Reconhecida internacionalmente, Nise da Silveira escreveu diversas obras sobre Terapia Ocupacional e Psicanálise, além de ser uma das maiores representantes das teorias de Jung no Brasil. Sua vertente desafiadora já podia ser vista na primeira delas, g de 1926, sua tese de con-clusão de curso, que acabou editada sob o nome Ensaio sobre a criminalidade da mulher no Brasil. Entre os livros mais importantes, estão Terapia Ocupacional: Teoria e Prática e Casa das Palmeiras, A Emoção de Lidar, além de Jung: Vida & Obra, até hoje usado nas faculdades de psicologia do País. Nise recebeu do governo brasileiro a Ordem de Rio Branco pelo conjunto de sua obra.

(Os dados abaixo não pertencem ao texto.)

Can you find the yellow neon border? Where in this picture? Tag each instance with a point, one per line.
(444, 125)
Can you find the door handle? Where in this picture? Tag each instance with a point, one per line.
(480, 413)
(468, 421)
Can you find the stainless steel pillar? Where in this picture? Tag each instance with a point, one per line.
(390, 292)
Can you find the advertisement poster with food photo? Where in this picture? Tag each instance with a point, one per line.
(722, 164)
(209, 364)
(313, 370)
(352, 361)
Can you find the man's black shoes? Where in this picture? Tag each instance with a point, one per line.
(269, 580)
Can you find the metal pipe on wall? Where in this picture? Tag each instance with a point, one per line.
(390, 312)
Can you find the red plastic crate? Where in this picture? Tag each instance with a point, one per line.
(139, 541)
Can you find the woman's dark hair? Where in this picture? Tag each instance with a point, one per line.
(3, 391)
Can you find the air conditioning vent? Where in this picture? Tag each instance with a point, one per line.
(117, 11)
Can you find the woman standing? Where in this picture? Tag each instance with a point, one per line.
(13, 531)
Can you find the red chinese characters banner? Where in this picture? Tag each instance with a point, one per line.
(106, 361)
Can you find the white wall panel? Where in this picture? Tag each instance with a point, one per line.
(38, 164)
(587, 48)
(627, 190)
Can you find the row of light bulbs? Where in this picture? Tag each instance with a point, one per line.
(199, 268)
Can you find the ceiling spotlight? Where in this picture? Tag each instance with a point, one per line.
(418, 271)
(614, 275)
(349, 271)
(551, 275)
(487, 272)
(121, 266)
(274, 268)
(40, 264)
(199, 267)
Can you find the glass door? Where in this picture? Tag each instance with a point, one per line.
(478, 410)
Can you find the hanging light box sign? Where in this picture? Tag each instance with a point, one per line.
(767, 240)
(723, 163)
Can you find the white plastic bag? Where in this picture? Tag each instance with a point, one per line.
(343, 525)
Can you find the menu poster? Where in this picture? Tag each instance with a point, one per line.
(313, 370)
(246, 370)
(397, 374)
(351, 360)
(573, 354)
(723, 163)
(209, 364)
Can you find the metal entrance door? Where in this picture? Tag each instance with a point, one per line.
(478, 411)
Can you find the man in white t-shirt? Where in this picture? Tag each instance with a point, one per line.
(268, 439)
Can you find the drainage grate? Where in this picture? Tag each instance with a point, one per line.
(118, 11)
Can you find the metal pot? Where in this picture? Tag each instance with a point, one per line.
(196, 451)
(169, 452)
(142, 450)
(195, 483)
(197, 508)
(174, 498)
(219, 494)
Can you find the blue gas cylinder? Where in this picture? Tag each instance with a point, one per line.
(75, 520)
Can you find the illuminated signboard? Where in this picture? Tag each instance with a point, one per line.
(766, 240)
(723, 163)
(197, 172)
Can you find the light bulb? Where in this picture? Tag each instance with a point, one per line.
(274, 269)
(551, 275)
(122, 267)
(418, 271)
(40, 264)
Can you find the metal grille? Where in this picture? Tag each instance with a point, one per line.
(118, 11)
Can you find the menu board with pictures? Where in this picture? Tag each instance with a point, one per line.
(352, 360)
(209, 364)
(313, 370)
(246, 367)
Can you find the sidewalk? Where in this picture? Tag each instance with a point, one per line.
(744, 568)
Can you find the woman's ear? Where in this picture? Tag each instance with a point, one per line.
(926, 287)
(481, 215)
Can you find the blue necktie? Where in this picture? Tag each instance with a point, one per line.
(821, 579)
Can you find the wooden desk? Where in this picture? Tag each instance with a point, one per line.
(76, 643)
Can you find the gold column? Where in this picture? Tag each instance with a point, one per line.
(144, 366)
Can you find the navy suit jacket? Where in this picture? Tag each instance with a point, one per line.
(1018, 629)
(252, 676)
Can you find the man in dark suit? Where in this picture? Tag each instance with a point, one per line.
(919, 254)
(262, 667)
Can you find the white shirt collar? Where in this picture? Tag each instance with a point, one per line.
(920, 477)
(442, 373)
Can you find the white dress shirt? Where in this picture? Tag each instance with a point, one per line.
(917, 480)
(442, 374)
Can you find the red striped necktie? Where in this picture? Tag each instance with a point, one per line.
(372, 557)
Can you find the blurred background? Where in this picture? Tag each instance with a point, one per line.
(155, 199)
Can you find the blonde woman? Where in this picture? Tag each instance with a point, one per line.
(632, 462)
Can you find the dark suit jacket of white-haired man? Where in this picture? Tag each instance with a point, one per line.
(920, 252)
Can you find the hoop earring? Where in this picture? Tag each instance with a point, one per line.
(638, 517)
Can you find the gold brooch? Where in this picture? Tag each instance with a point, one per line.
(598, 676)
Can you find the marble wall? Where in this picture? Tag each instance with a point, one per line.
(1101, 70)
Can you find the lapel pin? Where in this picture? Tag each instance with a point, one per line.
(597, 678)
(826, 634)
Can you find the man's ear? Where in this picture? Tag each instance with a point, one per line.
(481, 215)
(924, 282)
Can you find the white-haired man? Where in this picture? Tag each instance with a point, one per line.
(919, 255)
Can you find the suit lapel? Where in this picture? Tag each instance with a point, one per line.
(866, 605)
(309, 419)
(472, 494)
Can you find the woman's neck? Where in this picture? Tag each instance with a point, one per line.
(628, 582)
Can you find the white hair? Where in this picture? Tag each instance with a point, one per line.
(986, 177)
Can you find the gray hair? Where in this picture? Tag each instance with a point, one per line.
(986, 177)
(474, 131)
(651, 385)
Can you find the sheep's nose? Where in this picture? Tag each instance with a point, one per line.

Do Grupo Tortura Nunca Mais, recebeu a Medalha Chico Mendes.

Na França, foi homenageada pela criação da Associação Nise da Silveira – Imagens do Subconsciente (Images de L’Inconscient, em francês), na Itália, com o Museo Attivo dele Forme Inconsapevoli e em Portugal, na Universidade do Porto, com o Centro de Estudos de Imagens do Inconsciente. Outra paixão de Nise eram os animais. Ela desenvolveu técnicas de relacionamento com cães e, especialmente, com gatos, aos quais era mais afeita.

O livro Gatos, A Emoção de Lidar trata de como a responsabilidade em cuidar de um animalzinho e compreender suas necessidades pode auxiliar doentes a se recuperarem Em 1999, Nise da Silveira descansou. Após um mês hospitalizada não resistiu a uma pneumonia e, aos 94 anos, morreu de insuficiência respiratória. Foi sepultada no Cemitério São João Batista, em Botafogo, perto da sua Casa das Palmeiras. Suas ideias seguem sendo importantes para o desenvolvimento da Terapia Ocupacional em todo o mundo.